His mind though was ticking constantly through the years in finding the best training setups for Sen. Be it the early ones to Malaysia and Indonesia, or the recent ones in France with Peter Gade.
Vimal’s first punt in coaching had been on the now-retired 2008 Olympian Anup Sridhar. “I had lots of hopes from him, and at 21 he was getting big results,” he recalls, of the shuttler whose game came undone a series of heel injuries. “When we sent him to Denmark, he didn’t like it. Found it too cold and didn’t enjoy. I still wonder where he could’ve been had he stayed back there,” Vimal wonders. The academy graduated the seniors and brought in a new crop in 2010; Vimal was initially more impressed with Chirag, Lakshya’s elder brother. With Lakshya, Vimal desperately hoped, training in Europe would take root.
Having lived in England for 10 years, while Padukone trained in Denmark for six, the duo was well placed to steep Sen into the European brew. “The club culture and league are huge there. Even kids take pride representing their clubs. I wanted my players to do that, become team players.

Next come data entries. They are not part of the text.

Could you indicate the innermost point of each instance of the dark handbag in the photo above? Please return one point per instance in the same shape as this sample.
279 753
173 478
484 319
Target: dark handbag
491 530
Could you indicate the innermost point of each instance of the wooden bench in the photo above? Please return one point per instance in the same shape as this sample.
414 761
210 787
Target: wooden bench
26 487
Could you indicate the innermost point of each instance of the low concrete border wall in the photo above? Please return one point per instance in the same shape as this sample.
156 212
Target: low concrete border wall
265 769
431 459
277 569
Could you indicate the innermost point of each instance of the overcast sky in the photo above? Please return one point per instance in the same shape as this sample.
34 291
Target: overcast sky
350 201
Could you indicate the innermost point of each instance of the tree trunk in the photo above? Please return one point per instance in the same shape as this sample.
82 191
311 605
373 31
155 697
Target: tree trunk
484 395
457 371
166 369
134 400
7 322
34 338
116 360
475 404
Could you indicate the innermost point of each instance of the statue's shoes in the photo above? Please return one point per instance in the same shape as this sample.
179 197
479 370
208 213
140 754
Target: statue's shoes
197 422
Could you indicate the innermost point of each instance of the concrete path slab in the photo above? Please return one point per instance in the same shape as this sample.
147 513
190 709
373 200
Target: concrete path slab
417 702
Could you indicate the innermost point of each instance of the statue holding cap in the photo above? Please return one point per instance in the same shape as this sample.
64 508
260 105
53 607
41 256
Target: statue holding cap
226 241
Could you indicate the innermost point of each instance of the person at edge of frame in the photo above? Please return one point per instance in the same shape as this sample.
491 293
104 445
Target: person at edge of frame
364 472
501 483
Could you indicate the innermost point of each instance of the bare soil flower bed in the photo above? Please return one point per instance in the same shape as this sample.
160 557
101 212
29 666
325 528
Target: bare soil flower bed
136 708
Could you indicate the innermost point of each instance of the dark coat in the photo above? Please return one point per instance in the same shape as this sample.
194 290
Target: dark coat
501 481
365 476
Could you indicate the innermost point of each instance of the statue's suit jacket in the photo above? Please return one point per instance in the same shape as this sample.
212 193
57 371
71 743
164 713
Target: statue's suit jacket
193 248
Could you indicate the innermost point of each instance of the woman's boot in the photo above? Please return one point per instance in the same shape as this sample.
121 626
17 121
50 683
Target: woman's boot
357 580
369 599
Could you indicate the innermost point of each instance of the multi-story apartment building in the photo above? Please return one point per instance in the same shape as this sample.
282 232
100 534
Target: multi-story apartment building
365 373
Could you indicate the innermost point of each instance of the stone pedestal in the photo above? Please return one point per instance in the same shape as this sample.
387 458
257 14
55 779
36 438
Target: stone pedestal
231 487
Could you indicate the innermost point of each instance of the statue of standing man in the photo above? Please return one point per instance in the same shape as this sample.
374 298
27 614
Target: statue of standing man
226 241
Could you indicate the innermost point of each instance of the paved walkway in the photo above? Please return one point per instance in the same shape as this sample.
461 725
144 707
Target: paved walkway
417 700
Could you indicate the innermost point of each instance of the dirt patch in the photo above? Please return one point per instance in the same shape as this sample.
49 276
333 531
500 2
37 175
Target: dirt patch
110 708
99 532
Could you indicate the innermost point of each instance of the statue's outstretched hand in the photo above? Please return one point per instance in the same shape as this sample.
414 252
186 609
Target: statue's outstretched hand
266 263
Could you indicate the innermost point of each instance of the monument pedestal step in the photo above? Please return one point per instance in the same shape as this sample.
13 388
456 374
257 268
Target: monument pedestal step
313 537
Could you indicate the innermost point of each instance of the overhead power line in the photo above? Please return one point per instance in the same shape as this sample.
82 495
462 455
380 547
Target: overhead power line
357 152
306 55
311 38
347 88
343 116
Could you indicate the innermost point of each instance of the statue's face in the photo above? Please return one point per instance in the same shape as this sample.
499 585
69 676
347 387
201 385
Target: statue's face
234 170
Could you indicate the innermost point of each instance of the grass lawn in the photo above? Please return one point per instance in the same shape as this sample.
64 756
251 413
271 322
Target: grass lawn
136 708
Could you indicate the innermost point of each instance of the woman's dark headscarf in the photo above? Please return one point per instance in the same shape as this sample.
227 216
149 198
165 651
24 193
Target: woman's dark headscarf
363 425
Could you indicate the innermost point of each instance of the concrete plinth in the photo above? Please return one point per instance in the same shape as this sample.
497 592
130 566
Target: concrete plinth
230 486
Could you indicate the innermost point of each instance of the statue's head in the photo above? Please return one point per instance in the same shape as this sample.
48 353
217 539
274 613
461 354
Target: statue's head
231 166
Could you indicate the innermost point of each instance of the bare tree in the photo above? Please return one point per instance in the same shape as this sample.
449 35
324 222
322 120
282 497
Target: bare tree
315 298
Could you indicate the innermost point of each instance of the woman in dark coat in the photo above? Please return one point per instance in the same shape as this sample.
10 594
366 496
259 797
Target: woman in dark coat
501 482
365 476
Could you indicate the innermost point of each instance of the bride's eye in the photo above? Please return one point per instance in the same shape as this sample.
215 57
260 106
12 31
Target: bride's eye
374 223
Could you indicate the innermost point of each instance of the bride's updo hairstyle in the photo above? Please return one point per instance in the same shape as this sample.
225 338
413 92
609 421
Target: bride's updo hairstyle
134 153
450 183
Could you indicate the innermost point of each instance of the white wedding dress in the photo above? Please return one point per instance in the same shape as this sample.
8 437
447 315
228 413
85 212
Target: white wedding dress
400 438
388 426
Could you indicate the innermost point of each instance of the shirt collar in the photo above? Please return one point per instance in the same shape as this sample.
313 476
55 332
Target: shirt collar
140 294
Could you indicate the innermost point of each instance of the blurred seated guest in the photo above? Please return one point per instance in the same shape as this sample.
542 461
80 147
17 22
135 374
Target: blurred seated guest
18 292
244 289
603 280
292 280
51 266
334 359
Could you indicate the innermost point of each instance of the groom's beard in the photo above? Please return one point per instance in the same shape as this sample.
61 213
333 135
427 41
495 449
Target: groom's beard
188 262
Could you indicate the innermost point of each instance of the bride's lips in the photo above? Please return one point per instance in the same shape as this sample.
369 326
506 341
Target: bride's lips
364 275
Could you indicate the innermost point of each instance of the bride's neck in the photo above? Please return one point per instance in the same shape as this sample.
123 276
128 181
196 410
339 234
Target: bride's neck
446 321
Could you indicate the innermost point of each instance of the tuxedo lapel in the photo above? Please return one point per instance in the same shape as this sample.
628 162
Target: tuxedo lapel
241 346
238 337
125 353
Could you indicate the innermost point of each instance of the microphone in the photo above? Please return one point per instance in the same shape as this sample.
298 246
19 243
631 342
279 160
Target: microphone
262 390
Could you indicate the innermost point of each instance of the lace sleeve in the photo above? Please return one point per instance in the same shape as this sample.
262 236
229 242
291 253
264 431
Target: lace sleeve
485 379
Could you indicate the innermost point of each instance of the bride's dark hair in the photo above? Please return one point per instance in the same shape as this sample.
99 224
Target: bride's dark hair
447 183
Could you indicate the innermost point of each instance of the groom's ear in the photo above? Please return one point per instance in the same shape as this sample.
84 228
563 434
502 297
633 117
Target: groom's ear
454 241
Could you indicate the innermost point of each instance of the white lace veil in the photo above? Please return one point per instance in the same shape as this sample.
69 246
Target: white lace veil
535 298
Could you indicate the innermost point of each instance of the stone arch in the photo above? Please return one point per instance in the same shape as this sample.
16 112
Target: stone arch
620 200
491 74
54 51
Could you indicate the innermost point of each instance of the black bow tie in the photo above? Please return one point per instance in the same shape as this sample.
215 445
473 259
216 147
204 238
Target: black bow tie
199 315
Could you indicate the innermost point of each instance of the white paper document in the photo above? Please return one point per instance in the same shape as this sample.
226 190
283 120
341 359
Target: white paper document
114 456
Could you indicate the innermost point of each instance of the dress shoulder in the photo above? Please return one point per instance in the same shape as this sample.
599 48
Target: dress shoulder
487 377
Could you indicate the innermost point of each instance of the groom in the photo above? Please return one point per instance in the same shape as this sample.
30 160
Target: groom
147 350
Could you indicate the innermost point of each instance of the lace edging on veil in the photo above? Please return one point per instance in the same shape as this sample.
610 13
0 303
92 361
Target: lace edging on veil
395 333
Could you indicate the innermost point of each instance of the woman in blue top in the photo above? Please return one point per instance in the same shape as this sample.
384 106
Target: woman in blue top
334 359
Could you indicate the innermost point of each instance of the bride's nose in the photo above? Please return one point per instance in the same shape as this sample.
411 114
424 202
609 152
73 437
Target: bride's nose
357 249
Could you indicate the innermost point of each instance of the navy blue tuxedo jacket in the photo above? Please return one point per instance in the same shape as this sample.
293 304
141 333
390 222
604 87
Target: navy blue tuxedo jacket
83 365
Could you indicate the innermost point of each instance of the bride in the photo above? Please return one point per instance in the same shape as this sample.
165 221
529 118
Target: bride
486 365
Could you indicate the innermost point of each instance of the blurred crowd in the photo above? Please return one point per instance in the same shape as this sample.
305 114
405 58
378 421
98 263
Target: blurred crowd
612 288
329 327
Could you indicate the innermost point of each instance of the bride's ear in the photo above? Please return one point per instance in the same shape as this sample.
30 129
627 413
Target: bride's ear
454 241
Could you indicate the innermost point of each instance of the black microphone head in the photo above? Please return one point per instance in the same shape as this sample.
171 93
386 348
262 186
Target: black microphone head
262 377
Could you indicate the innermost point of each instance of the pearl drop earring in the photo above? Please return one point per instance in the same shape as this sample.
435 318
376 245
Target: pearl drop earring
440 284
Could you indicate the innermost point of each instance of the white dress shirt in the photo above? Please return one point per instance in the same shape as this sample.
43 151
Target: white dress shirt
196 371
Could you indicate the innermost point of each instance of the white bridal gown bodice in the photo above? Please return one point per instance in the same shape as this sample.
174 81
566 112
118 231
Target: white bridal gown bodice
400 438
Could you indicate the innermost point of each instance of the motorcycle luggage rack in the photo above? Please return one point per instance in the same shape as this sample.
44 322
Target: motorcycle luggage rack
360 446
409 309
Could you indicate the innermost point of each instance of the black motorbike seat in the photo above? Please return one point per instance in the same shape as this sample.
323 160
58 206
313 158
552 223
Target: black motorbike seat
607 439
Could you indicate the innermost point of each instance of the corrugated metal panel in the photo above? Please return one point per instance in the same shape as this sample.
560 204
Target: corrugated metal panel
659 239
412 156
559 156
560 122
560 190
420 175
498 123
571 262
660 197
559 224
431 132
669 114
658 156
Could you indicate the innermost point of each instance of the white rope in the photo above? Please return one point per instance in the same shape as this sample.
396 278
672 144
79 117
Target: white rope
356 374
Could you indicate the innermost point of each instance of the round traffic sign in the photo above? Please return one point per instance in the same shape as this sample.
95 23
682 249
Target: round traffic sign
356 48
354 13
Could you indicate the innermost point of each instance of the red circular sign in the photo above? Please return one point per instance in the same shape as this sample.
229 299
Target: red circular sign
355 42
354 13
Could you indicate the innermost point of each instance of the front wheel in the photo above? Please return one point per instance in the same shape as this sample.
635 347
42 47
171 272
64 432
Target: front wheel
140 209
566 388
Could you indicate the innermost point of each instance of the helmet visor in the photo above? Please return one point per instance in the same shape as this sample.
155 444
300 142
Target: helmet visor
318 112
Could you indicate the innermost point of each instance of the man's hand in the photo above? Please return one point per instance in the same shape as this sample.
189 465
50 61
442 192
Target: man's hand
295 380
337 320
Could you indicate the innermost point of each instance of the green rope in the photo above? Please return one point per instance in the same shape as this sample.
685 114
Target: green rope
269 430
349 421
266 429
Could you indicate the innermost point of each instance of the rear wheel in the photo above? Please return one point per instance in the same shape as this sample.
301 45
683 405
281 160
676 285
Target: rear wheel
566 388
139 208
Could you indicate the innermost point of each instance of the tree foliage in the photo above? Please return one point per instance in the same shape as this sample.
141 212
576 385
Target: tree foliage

“Prakash had told me that he was picked for Thomas Cup as national champion at 16 but not allowed to play singles. So he went ahead, played doubles and won. You never refuse to play for the team, that’s the mentality Lakshya should have. So I encouraged him to go play at the Asian team event recently despite him being in quarantine for six days and not getting to play. I told him, ‘Never mind, still play.’ He’d gotten his shoulder injured playing doubles in a team event in 2020, but I still will always urge him to play team events. I’m glad putting in that commitment is helping him become a better player,” Vimal says.
It’s why something might’ve snapped when Lakshya Sen didn’t make the Thomas Cup team. As the coach never fails to remind, keeping Sen away from a badminton competition always brings out a revolutionary riposte from him. This one took him all the way to the All England final.